Here are some pictures of some sample parts. You can see how they interlock to create extended beams and studs.
Both tools are continuously running, slightly staggered in their cycle. The guys load and unload one, then move to the other, with a little time between for working on upcoming files (they did not get the project fully tool-pathed before arriving on the shore).
I think Bill has wanted to impress or worry us all — there is a live webcam from the operation that has been running for the last several weeks (and there are some additional informational links on the webcam page). The live action can seem a bit slow because of the low capture rate, but here’s a little time-lapse segment on YouTube (and some cutting shots) that will give you a feel for the production process.
The cutting slows down a bit when it’s time for a pickup and delivery — but everyone jumps into the action — eventually enjoying seeing another stack of cut parts off to storage and ready to pop out and turn into a house. It’s too bad that warm feeling is followed by turning around and seeing the new stacks of fresh plywood on the floor, ready for cutting and more stacking.
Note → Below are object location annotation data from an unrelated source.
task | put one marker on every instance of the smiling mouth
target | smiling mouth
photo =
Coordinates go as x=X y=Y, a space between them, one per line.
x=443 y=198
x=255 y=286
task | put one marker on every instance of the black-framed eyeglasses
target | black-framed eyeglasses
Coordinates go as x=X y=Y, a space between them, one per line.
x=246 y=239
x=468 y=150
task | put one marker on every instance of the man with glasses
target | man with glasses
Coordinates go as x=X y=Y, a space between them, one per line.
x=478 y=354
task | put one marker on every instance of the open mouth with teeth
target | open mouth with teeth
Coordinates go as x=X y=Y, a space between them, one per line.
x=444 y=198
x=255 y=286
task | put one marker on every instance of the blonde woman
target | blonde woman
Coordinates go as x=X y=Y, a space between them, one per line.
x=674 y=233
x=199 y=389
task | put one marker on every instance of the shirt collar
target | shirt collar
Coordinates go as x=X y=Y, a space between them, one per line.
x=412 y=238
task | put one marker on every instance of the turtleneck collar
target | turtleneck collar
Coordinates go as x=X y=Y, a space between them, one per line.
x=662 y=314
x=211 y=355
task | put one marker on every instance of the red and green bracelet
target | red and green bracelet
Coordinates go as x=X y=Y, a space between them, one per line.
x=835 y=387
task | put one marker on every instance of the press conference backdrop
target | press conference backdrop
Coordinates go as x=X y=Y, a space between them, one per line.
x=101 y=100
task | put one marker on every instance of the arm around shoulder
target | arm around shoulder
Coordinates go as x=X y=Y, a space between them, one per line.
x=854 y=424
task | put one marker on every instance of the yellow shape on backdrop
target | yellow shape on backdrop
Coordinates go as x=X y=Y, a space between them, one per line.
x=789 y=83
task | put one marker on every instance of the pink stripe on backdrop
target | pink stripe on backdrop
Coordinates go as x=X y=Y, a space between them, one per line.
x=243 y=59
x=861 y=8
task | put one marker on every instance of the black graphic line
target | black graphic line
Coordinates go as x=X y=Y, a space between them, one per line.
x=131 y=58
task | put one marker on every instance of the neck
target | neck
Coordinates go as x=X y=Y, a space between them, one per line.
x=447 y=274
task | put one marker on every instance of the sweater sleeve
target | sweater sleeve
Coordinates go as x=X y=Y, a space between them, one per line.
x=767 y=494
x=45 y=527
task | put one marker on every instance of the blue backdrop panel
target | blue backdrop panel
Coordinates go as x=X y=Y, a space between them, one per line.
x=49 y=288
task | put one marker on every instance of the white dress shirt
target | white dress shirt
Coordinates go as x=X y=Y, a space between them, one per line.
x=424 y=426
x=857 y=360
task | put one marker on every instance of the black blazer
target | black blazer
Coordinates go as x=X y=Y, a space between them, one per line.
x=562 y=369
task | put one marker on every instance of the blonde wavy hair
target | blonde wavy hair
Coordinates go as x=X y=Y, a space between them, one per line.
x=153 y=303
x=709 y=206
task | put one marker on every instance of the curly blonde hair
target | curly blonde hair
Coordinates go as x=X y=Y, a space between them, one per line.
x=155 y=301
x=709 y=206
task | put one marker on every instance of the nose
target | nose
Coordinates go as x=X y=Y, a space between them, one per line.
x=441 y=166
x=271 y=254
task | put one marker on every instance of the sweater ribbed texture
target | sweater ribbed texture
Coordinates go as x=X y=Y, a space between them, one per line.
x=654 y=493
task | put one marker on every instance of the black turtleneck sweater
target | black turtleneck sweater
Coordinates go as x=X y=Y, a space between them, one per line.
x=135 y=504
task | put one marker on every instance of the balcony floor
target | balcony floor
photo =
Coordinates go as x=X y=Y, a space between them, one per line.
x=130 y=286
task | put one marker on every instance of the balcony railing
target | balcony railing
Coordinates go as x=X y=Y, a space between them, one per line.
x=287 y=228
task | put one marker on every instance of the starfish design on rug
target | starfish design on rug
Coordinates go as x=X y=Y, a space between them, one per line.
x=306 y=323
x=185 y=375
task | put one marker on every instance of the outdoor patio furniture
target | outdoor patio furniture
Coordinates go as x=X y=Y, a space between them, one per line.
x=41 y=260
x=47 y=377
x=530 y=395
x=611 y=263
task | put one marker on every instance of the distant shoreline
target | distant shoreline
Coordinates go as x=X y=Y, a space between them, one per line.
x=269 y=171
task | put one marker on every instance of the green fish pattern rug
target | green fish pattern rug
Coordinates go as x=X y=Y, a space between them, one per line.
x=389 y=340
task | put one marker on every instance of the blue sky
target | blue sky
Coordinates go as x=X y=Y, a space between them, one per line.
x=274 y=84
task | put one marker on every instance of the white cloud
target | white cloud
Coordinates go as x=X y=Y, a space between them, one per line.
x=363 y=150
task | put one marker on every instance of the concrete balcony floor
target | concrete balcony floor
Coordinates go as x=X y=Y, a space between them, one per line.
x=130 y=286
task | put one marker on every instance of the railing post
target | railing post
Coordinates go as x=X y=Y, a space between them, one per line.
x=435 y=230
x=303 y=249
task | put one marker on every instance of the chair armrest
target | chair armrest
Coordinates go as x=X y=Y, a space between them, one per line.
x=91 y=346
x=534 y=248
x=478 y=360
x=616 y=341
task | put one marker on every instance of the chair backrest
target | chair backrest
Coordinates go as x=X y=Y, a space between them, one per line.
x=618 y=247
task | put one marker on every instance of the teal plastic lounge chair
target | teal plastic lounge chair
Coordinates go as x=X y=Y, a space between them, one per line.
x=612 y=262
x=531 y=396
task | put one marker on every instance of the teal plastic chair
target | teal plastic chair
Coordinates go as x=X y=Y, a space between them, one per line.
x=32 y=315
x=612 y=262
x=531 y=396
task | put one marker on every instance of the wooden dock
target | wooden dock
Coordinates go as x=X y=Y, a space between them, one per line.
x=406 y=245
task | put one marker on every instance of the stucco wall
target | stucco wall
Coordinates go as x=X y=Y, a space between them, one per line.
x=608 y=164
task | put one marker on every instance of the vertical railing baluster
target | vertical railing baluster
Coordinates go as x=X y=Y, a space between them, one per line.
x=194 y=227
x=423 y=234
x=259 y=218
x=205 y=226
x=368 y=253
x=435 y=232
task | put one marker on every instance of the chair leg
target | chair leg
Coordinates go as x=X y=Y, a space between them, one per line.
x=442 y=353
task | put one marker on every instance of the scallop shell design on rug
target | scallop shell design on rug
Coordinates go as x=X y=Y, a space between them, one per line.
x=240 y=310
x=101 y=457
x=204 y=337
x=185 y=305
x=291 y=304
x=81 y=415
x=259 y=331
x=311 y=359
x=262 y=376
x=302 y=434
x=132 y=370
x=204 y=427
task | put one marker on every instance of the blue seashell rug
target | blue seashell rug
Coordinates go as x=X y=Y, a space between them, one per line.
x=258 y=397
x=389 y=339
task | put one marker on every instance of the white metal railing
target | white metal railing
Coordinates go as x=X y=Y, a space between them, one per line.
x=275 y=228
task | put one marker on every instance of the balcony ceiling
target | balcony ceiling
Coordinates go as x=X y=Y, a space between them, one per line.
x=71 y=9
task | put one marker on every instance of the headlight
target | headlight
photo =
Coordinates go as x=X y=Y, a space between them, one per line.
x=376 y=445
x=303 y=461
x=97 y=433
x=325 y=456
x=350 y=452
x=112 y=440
One of the reasons this project is so interesting to us at ShopBot is that we’ve long felt that robotic tools could be playing a greater role in building and construction. There are several custom ShopBots cutting SIP (Structural Insulated Panel) buildings and a number of others doing limited tasks in the manufacture of prefab homes, mobile homes, and RVs. However, the yourHome concept puts a CNC tool at or near the jobsite and utilizes digital cutting to produce each part. Importantly, this building technique is based on the capability of precision cutting for its method and function. It is a new kind of assembly that robotic cutting allows and that would not be practical using traditional methods. The dwelling can be assembled by workers who have no particular construction skills because the building-smarts have been put in the parts, and are not required in a process of sawing, nailing, and skilled construction. ShopBots are considerably more portable than traditional CNC iron, so they are very amenable to this type of use in construction. In addition, we look forward to new roles for ShopBot Buddies with PowerSticks on construction sites where the ability of a compact tool to handle sheet materials and long lumber offers new options for jobsite productivity.
The web cam will be on and running for another week or so. Bill’s plan is to cut the facade trim from 1/2″ material after the major structural cutting is finished. The trim components are what you’ll see on the cutting tables towards the end of the project. Then, in a few weeks, you should be able to follow the action of the house being assembled on the MoMA HomeDelivery blog site.